A Unified Language Model for Large Scale Search, Recommendation, and Reasoning
Marco De Nadai, Edoardo D'Amico, Max Lefarov, Alexandre Tamborrino, Divita Vohra, Mark VanMiddlesworth, Shawn Lin, Jacqueline Wood, Jan Stypka, Eliza Klyce, Keshi Dai, Timothy Christopher Heath, Martin D. Gould, Yves Raimond, Sandeep Ghael, Tony Jebara, Andreas Damianou

TL;DR
This paper introduces NEO, a unified, catalog-grounded language model that supports recommendation, search, and reasoning tasks over large, heterogeneous catalogs without external tools, enabling end-to-end multi-domain capabilities.
Contribution
NEO is a novel framework that adapts pre-trained LLMs into a tool-free, catalog-grounded generator with language steerability, integrating discrete entity representations for multi-task discovery.
Findings
NEO outperforms task-specific baselines in offline experiments.

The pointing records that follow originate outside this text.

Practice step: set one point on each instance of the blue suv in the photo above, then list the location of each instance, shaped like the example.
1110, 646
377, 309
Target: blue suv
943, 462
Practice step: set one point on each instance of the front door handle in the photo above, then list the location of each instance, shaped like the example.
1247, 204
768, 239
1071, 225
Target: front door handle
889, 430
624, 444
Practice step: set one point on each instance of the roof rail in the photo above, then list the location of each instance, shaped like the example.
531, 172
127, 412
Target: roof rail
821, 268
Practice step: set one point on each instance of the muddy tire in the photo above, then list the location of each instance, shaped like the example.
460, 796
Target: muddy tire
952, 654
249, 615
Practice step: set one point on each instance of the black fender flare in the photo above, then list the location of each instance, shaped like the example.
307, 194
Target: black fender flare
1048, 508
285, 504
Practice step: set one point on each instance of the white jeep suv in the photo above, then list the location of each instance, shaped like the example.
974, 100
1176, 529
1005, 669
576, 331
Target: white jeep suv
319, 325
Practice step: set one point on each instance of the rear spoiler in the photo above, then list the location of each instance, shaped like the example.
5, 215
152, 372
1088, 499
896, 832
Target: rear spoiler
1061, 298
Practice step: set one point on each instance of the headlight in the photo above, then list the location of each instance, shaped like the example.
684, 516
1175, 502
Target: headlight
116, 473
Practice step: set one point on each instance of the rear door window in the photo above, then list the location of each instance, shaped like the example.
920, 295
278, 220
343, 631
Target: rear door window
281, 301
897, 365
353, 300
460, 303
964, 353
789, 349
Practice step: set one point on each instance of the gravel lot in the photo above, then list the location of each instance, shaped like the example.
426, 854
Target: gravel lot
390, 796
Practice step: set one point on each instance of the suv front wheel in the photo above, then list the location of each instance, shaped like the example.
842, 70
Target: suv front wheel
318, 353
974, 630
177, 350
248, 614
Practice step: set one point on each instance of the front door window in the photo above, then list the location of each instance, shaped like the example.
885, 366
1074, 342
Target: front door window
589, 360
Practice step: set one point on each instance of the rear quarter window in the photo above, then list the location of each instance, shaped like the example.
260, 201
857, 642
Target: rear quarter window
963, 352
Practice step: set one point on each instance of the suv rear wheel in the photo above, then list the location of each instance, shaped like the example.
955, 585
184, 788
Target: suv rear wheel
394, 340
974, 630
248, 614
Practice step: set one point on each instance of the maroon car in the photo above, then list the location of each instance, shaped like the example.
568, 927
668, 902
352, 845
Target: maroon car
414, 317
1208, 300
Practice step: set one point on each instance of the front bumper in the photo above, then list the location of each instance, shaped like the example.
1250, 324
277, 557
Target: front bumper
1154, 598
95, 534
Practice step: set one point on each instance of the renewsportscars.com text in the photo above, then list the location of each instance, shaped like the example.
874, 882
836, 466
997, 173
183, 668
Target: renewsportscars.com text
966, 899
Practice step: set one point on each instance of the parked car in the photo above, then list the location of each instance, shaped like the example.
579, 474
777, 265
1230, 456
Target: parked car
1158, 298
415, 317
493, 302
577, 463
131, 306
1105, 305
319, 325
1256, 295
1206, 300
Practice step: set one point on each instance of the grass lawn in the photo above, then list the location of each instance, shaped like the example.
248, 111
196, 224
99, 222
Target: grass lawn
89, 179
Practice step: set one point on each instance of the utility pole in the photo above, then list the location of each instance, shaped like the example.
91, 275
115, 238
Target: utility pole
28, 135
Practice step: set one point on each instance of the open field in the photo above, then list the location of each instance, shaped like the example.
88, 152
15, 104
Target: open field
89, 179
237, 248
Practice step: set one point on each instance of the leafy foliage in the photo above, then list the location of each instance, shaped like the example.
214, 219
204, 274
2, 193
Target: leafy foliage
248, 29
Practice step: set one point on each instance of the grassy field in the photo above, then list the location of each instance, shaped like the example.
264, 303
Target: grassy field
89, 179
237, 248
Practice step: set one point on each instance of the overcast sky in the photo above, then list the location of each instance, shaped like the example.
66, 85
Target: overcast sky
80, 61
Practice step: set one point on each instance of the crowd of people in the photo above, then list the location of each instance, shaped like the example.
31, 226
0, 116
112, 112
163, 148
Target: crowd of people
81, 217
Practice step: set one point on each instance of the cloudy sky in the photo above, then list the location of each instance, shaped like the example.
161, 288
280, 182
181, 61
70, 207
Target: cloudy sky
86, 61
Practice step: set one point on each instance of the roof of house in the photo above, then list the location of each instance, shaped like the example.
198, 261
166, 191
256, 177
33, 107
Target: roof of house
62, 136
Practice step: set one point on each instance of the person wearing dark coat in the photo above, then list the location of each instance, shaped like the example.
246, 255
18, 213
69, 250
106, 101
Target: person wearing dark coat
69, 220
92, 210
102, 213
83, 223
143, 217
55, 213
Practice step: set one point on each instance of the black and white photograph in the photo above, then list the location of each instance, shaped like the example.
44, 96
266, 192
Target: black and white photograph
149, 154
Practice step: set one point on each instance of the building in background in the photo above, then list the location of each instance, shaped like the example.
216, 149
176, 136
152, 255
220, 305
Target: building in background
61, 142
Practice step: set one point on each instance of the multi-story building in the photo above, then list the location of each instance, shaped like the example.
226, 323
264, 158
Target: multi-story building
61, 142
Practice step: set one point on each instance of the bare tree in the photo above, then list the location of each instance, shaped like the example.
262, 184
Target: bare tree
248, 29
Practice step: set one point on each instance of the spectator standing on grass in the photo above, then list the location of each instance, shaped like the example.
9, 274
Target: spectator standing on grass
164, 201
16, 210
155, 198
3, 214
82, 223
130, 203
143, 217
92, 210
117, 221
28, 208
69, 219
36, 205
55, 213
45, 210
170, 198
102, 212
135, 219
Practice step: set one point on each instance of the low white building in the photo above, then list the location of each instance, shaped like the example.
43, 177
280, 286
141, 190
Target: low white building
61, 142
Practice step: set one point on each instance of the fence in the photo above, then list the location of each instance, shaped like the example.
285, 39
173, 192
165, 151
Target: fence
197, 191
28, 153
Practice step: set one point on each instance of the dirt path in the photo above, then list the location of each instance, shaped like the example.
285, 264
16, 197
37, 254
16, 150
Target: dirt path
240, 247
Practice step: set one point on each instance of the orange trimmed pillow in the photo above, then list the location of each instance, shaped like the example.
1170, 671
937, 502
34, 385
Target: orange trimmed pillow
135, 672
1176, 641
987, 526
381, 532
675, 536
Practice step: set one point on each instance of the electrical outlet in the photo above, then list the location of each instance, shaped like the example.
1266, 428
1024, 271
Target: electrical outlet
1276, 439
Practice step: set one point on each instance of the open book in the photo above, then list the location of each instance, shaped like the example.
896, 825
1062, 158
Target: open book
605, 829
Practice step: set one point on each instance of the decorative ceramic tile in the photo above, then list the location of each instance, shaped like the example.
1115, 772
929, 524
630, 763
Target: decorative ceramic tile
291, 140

NEO demonstrates cross-task transfer capabilities.
NEO effectively handles over 10 million items across multiple media types.
Abstract
LLMs are increasingly applied to recommendation, retrieval, and reasoning, yet deploying a single end-to-end model that can jointly support these behaviors over large, heterogeneous catalogs remains challenging. Such systems must generate unambiguous references to real items, handle multiple entity types, and operate under strict latency and reliability constraints requirements that are difficult to satisfy with text-only generation. While tool-augmented recommender systems address parts of this problem, they introduce orchestration complexity and limit end-to-end optimization. We view this setting as an instance of a broader research problem: how to adapt LLMs to reason jointly over multiple-domain entities, users, and language in a fully self-contained manner. To this end, we introduce NEO, a framework that adapts a pre-trained decoder-only LLM into a tool-free, catalog-grounded…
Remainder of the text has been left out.